Author Breast Cancer Care looked at 840 patients who were finally informed that they had an incurable, well-progressed form of breast cancer.
The charity says the system is failing women when they feel signs that their cancer is coming back.
But it also highlights a lack of awareness among women themselves.
Breast Cancer Care says both findings are "extremely worrying".
One in five women claim they present their symptoms to family doctors only to get treated for anot her illness, the study shows.

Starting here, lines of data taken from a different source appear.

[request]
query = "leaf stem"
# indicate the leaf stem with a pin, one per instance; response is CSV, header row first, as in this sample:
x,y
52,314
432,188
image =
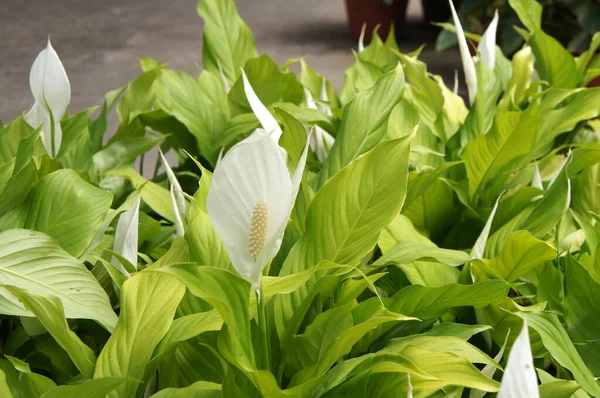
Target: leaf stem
x,y
265,358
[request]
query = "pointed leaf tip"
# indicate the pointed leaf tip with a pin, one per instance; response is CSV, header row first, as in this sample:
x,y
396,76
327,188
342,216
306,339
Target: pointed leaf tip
x,y
260,110
487,45
465,54
519,379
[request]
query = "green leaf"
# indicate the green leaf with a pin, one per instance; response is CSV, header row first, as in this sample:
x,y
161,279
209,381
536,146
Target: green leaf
x,y
124,151
49,310
441,344
425,95
96,388
65,207
206,248
346,216
520,253
229,294
76,149
557,342
364,123
582,315
200,389
201,105
24,263
520,80
155,196
294,138
227,41
432,302
574,106
270,84
511,138
401,229
406,252
529,12
480,118
29,384
447,369
553,62
148,304
331,336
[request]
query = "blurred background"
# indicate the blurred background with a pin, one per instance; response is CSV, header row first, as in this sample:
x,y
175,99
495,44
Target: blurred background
x,y
99,42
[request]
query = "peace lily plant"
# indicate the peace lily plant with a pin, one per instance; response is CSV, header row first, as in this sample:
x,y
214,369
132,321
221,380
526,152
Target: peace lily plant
x,y
52,93
383,240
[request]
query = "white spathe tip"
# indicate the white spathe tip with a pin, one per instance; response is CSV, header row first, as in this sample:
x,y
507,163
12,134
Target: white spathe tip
x,y
262,113
361,39
126,237
487,45
177,198
52,93
519,379
479,247
252,175
465,54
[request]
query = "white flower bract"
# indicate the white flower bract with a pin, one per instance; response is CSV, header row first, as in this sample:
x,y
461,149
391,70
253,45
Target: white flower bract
x,y
252,195
52,93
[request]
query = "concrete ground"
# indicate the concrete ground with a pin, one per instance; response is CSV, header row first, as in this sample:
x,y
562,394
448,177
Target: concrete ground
x,y
99,41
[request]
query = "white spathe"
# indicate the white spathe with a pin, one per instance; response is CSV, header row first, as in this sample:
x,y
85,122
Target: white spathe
x,y
252,195
486,49
479,246
519,379
126,237
252,181
465,55
52,93
262,113
321,141
177,198
487,45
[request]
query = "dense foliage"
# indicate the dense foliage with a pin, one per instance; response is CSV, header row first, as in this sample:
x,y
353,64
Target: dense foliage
x,y
410,245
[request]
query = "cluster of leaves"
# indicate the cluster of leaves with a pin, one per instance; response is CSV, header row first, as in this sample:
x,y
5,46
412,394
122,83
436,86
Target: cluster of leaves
x,y
572,23
424,235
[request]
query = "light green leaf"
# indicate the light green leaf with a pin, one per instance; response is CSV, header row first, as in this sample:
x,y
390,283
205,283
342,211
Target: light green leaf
x,y
520,253
229,294
407,252
270,83
124,151
561,348
553,62
529,12
432,302
346,216
364,123
148,304
155,196
200,389
323,344
24,260
206,248
401,229
49,311
582,315
228,42
480,118
65,207
201,105
511,138
447,369
96,388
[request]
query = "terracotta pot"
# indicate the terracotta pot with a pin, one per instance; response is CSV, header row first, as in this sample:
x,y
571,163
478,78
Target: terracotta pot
x,y
373,13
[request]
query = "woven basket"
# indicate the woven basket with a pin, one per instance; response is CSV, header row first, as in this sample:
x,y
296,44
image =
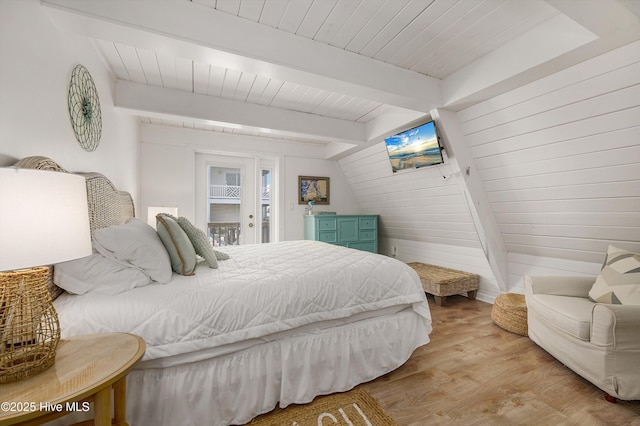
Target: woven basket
x,y
29,327
441,281
510,313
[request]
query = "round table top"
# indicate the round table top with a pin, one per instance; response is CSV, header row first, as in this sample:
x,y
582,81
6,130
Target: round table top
x,y
83,365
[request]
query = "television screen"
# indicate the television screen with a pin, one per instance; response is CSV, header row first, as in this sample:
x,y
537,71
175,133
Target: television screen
x,y
414,148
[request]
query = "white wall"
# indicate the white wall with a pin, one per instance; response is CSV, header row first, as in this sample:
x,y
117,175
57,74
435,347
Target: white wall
x,y
167,171
559,160
560,163
36,59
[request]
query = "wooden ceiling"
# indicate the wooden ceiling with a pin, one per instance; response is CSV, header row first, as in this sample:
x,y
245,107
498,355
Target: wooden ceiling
x,y
336,72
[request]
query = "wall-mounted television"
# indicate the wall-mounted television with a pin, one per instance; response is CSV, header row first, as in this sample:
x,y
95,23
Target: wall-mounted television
x,y
415,148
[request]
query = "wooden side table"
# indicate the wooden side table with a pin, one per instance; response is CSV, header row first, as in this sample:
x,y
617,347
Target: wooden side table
x,y
86,369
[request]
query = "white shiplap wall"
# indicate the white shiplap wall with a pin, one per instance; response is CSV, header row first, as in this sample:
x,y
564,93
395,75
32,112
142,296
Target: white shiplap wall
x,y
423,214
560,161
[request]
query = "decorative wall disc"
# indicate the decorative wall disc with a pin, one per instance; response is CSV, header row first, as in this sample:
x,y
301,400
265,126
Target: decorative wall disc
x,y
84,109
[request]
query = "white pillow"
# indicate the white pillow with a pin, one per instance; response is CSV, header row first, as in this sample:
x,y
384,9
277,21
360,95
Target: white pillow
x,y
619,281
99,274
135,243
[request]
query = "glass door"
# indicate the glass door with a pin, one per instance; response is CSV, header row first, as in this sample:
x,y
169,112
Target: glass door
x,y
226,199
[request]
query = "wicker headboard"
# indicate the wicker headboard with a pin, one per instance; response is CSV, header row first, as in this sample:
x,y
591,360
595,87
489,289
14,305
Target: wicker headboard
x,y
106,204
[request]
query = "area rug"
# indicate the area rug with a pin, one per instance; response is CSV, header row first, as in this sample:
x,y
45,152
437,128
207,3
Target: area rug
x,y
353,408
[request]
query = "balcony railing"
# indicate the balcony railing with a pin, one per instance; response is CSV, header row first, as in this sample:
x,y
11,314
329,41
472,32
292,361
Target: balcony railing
x,y
234,192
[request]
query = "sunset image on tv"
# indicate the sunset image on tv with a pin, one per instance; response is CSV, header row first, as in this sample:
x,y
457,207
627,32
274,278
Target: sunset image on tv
x,y
414,148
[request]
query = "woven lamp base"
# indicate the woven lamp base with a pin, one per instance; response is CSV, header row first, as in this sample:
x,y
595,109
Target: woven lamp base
x,y
29,327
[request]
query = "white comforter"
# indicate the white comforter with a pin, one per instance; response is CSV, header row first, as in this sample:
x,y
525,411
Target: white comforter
x,y
261,290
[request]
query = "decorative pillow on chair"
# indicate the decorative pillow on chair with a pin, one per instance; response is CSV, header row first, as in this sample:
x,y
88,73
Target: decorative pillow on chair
x,y
177,243
199,241
619,280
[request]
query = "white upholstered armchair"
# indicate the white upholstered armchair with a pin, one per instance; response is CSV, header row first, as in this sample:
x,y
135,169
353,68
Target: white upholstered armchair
x,y
598,341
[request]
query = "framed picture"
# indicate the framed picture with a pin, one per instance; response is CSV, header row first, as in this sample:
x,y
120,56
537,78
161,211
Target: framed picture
x,y
313,188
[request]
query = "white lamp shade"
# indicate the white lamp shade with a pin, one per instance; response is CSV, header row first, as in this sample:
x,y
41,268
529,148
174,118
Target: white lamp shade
x,y
44,218
152,212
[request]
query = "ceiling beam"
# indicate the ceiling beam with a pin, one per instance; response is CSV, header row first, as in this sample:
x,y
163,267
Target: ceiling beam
x,y
142,99
186,29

Others claim they have undergone months of painkillers or physiotherapy while their returning cancer remained undetected, not finding out until they were in A&E.
Holidays without hassle
Having breast cancer need not mean the end of holidays abroad, and these can be achieved stress-free through breast cancer-related travel insurance.
This cover protects patients if they need access to round-the-clock emergency medical assistance.

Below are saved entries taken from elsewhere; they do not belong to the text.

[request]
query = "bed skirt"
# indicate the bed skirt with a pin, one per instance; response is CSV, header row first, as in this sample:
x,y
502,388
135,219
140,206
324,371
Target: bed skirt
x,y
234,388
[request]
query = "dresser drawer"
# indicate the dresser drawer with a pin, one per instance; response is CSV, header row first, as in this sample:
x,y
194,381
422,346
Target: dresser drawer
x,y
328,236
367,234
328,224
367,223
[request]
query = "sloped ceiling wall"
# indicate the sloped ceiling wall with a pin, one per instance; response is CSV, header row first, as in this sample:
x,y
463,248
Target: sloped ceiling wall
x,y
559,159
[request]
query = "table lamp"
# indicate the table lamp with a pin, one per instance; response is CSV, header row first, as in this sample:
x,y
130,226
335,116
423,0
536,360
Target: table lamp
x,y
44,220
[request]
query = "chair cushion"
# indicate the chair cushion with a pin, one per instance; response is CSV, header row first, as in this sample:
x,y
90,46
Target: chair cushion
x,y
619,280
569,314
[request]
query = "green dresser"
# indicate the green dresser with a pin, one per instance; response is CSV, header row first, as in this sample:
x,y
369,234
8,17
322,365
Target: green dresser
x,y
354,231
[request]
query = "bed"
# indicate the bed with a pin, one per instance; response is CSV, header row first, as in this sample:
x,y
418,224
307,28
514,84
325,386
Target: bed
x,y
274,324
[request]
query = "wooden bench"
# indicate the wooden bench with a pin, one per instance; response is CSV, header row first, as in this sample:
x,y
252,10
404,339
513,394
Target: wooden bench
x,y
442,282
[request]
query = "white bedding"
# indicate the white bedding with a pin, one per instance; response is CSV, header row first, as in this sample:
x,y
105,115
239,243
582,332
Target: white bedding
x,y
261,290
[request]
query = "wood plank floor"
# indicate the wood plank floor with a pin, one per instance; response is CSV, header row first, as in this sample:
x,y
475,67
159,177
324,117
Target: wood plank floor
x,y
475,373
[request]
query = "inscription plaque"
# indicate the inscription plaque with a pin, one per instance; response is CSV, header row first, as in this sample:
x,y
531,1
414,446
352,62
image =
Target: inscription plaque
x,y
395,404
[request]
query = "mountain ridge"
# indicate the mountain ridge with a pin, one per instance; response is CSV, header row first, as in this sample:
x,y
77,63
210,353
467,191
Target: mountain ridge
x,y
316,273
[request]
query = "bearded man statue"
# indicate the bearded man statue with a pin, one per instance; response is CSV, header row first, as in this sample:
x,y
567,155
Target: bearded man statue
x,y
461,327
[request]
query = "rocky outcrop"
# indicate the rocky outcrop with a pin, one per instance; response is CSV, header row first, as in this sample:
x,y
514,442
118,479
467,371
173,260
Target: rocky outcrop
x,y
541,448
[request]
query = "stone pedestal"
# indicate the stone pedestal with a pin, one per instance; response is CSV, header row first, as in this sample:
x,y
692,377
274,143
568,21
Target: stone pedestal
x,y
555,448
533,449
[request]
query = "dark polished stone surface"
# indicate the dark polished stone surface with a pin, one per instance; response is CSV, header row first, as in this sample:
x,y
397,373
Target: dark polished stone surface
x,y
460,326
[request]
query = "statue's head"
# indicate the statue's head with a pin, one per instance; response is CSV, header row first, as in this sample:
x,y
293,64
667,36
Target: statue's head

It will also pay up if travellers need replacement medication or have to return back to the UK for treatment.
• Around one in 12 (8%) of respondents were told of their returning breast cancer in A&E
• One in five say they did not see a doctor at a hospital for eight weeks, despite suspecting that not everything was right
• Over three in 10 (31%) felt that healthcare professionals were not listening to their fears that they might have breast cancer
The report also finds a lack of awareness surrounding advanced breast cancer in the patients themselves, as the following stats indicate:
• Around one in 12 (8%) definitely thought they had breast cancer
• Some 64% thought they did not have incurable cancer
• 58% were incapable of spotting breast cancer's tell-tale signs
What the expert says
Breast Cancer Care chief executive Samia al Qadhi says the report's conclusions are "extremely worrying".
She says it reveals just how inadequate the level of care is for advanced breast cancer patients.